CNN
- Lecture: S2-deepImageCNN
- Version: current
- Please to Read: Keras notebook + another Keras Kaggle notebook
- Recorded Videos: M1+ M2
- Advanced to Read: S2-PCA
Att: the following markdown text was generated from the corresponding powerpoint lecture file automatically. Errors and misformatting, therefore, do exist (a lot!)!
Notebooks to run and experienc:
Study Guide: Supervised Image Classification and Convolutional Neural Networks
Quiz
Answer the following questions in 2-3 sentences each, based on the provided lecture context.
- What were the primary challenges that led to the “Winter of Neural Networks” around the 2000s?
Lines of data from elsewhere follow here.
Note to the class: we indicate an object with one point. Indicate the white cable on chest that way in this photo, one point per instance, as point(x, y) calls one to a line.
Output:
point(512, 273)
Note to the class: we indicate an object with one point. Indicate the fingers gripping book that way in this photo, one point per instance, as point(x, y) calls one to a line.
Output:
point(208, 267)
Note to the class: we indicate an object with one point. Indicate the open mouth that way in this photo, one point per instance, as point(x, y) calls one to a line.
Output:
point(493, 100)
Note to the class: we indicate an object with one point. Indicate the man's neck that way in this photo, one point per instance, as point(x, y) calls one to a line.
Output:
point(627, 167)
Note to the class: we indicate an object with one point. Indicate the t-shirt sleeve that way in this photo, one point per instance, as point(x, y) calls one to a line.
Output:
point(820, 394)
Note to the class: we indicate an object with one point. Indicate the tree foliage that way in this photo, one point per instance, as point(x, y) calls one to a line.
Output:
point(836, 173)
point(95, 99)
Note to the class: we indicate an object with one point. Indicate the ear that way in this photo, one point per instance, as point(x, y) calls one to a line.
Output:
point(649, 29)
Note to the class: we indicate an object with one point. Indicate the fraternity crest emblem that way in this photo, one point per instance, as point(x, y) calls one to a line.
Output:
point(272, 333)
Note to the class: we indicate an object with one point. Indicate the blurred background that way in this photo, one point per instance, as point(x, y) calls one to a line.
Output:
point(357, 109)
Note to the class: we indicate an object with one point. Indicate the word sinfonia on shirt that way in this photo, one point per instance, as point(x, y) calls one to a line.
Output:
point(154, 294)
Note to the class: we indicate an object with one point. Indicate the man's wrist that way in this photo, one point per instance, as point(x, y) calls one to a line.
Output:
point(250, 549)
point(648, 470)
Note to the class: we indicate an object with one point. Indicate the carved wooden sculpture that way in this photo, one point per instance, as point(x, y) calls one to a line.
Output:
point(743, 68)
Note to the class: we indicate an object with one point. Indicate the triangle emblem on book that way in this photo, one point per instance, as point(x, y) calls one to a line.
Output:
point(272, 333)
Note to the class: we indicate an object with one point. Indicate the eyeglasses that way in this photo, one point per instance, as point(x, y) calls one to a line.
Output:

- Explain the three key properties of images that Convolutional Neural Networks are specifically designed to leverage.
- What is the core function of a “filter” in a convolutional layer, and what property of images does it relate to?
- Describe the concept of “translation invariance” and explain how a CNN achieves it.
- What is the purpose of the Max Pooling operation in a CNN?
- How does a convolutional layer differ from a fully-connected layer in terms of parameter usage?
- What are the three main components of a dataset used for model selection and assessment in a “data-rich scenario”?
- According to the lecture, who invented the CNN and in what year was the foundational paper published?
- What happens to the output of the convolutional and max pooling layers before it is fed into a fully connected feedforward network?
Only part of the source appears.